The main house was a two-story stone affair that was big and formidable looking. The houses that clustered closest to it were also stone, but as the ring of houses moved farther away, they became a mix of wood and stone, and then finally just wood. The outer ring looked just like houses you’d see in any suburban city.

“This is more feudal than what I expected,” I said, after a moment.

“Yeah, the Jamieson clique is one of the originals.” His voice was dry. “If my father had his way, there’d only be originals. He can’t abide having the line diluted.”

“So he’s not going to be happy about you further diluting the precious bloodline by mating with a half-breed sea dragon?”

“Not at all.” His voice was decidedly cheery, although the look he gave me was full of concern. “If you’re at all worried about him, you can stay in the car. Or go see Mom.”

“No, I want to meet the bastard who made your and Egan’s lives such a living hell.”

He nodded, and drove into the nearest parking space. He helped me out of the car, then, with an arm around my waist, guided me into the cavernous stone entranceway. The huge wood and iron doors were open and led into a room that could have easily stepped out of the medieval era. Stone walls, huge tapestries, and heavy wooden furniture that looked worn with time and living.

Our footsteps echoed as we crossed the room, but no one came running out to see or greet us.

“He does know we’re coming?” I whispered, studying the growing shadows uneasily.

“Yeah, but he’s making a big deal of it,” Trae said, his voice filling the silence with contempt.

“This isn’t exactly what I’d call a big deal,” I muttered. “I think it’s more the cold shoulder the unwanted relatives get.”

“Oh, it’s that, too.”

The set of doors at the far end of the room began to open as we approached them. The next room was warmer, but it was almost as empty. Almost. A red carpet led the eye down the length of the room to the steps and the huge gilded throne that dominated the top of them. On it sat a man.

A small, frail man with golden hair that was thick with gray and golden eyes that held a malicious glint.

“And Egan couldn’t beat this?” I whispered, as we walked toward him.

“What you see is the result of the ring being gone too long.” His voice was clipped, and there was tension in the arm that held me so protectively. “My father in his prime was a dangerous man to cross.”

I stared into his father’s golden eyes and saw the anger and hatred hiding there.
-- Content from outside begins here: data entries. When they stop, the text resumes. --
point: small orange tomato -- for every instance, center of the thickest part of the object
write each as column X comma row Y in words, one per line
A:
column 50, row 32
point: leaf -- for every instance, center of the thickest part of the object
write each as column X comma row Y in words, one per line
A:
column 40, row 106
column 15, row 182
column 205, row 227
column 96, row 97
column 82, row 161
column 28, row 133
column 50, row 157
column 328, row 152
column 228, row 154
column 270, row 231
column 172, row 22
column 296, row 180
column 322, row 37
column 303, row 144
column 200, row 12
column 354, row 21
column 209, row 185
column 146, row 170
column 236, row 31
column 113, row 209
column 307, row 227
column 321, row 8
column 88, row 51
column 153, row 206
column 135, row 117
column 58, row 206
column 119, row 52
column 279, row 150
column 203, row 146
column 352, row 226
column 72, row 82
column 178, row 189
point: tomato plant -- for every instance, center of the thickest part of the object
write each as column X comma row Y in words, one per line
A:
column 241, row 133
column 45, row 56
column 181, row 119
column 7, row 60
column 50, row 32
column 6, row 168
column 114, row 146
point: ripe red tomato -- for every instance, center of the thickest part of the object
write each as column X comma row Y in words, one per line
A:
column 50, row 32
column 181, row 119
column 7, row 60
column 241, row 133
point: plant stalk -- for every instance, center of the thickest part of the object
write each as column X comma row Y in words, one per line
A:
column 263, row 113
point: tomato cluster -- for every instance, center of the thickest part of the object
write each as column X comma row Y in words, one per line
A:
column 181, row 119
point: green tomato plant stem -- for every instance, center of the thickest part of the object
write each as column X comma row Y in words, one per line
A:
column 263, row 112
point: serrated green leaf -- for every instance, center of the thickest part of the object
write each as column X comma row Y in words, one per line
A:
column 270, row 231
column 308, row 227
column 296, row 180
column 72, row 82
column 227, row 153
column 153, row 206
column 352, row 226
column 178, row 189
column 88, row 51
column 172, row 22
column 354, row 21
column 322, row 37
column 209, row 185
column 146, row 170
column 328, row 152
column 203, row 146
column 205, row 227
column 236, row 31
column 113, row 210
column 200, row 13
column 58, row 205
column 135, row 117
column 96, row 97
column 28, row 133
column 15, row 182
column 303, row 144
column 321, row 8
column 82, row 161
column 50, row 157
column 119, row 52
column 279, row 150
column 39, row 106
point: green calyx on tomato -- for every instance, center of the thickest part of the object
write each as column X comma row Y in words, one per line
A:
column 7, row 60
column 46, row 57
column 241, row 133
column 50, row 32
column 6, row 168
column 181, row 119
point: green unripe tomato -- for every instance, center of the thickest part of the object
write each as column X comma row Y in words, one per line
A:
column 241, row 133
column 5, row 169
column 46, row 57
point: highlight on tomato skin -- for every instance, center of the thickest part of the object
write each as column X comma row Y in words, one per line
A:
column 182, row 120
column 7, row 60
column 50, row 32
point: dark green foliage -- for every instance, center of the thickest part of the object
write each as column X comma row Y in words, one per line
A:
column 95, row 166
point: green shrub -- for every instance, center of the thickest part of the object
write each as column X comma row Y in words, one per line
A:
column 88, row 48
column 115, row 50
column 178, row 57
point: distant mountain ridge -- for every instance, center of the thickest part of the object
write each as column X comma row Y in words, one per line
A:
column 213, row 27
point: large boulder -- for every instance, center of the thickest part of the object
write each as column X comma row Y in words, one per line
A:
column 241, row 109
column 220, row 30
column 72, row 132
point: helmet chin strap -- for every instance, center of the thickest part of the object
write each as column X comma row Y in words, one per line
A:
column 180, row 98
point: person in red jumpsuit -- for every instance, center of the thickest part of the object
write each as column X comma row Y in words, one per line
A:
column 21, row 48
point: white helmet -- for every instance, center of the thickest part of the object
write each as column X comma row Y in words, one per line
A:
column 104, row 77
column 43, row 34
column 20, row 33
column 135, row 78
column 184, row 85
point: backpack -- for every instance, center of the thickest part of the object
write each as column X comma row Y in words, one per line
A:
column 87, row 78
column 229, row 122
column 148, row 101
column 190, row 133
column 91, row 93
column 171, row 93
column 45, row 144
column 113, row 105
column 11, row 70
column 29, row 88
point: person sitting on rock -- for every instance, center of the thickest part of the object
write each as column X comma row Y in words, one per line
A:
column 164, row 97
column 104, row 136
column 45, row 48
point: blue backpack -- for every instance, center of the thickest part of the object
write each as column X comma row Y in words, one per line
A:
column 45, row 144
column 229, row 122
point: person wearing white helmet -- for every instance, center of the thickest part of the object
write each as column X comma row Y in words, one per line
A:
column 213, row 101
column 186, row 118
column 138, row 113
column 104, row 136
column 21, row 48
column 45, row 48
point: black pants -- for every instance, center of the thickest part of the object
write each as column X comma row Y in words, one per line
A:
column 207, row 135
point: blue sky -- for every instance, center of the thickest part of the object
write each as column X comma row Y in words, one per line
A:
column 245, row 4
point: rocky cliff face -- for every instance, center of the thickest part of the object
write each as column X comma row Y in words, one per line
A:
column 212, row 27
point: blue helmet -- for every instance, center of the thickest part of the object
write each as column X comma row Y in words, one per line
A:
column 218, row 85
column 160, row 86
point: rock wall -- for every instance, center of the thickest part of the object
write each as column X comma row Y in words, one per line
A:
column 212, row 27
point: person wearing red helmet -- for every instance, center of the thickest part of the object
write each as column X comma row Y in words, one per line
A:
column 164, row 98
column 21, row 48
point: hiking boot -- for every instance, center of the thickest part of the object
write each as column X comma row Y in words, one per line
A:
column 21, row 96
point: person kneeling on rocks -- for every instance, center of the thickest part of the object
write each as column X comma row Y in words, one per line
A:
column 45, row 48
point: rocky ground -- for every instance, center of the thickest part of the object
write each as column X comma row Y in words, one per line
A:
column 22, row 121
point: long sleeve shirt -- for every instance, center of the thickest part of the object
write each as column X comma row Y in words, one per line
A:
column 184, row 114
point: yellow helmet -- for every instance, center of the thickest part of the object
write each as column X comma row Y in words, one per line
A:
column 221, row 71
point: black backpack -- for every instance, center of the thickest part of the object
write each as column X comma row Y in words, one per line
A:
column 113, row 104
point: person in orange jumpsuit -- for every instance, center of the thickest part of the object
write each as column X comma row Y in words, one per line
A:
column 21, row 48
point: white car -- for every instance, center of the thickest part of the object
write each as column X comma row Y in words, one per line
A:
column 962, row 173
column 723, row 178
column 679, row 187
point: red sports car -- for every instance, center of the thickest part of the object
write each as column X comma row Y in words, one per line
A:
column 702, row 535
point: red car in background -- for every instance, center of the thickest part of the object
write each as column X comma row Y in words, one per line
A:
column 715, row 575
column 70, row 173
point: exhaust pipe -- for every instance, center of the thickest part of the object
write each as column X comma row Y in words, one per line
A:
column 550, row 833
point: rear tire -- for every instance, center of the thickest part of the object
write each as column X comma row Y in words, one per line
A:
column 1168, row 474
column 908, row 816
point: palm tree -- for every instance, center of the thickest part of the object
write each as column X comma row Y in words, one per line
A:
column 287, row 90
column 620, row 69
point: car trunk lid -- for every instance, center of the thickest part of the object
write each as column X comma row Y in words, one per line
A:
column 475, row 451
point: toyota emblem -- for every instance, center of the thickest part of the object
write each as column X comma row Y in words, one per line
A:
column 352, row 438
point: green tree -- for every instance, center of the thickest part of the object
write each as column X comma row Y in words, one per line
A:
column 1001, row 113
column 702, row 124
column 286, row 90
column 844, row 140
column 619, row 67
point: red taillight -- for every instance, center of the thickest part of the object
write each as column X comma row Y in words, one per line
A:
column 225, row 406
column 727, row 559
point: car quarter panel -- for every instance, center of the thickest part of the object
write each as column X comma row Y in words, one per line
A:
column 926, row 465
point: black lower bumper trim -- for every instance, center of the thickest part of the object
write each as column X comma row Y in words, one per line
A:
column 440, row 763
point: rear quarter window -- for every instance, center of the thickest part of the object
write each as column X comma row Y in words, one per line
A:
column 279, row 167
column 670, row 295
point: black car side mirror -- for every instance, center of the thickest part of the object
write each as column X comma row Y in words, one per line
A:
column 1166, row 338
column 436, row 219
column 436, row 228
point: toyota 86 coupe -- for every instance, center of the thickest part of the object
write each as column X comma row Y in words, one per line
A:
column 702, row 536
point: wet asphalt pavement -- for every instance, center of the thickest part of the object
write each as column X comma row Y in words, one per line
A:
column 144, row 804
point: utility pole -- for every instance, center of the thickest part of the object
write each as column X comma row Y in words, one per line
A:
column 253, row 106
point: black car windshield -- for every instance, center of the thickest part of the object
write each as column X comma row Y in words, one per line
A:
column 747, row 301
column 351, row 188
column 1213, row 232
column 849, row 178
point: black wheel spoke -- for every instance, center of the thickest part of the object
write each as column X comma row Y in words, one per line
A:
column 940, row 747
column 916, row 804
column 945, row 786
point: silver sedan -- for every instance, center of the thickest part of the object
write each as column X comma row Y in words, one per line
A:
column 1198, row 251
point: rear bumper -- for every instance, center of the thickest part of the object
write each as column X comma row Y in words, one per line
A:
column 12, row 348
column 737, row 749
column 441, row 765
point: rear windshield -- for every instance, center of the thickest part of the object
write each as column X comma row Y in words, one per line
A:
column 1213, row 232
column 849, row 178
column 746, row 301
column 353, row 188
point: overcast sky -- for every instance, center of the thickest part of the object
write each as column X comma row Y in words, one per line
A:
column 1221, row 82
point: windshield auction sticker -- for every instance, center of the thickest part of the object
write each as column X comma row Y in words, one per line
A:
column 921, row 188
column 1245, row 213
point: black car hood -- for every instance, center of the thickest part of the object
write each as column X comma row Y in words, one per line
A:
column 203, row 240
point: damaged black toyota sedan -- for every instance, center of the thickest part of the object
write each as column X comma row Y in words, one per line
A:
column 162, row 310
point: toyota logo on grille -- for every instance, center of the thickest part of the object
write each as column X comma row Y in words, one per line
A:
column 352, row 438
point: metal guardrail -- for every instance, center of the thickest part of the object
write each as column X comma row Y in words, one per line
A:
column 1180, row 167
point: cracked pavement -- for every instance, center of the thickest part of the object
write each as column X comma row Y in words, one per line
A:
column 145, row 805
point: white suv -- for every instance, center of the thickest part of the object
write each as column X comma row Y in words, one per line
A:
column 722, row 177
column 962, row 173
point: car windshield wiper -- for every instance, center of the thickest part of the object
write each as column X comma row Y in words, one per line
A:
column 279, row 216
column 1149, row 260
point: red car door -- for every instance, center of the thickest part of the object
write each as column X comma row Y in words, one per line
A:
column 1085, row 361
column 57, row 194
He was still a dangerous man, even if the shell was failing.

We stopped in front of him. His gaze skimmed Trae, his expression one of cold contempt, then he looked at me. A long, lingering look that slipped down my body and made me want a shower to wash away the feel of it.

“What news do you have of my sister?” Trae snapped, his voice full of ice and his grip on my waist tightening a fraction more.

“What news do you have of the ring?” the old man said, his voice a mocking echo of Trae’s.

“We have it.”

“Then give it to me.”

Trae glanced at me briefly, then said, “Do you think I would be foolish enough to bring it into this place, without first getting the information I need?” He snorted softly. “If you taught me one thing, Father, it’s not to trust your fucking promises.”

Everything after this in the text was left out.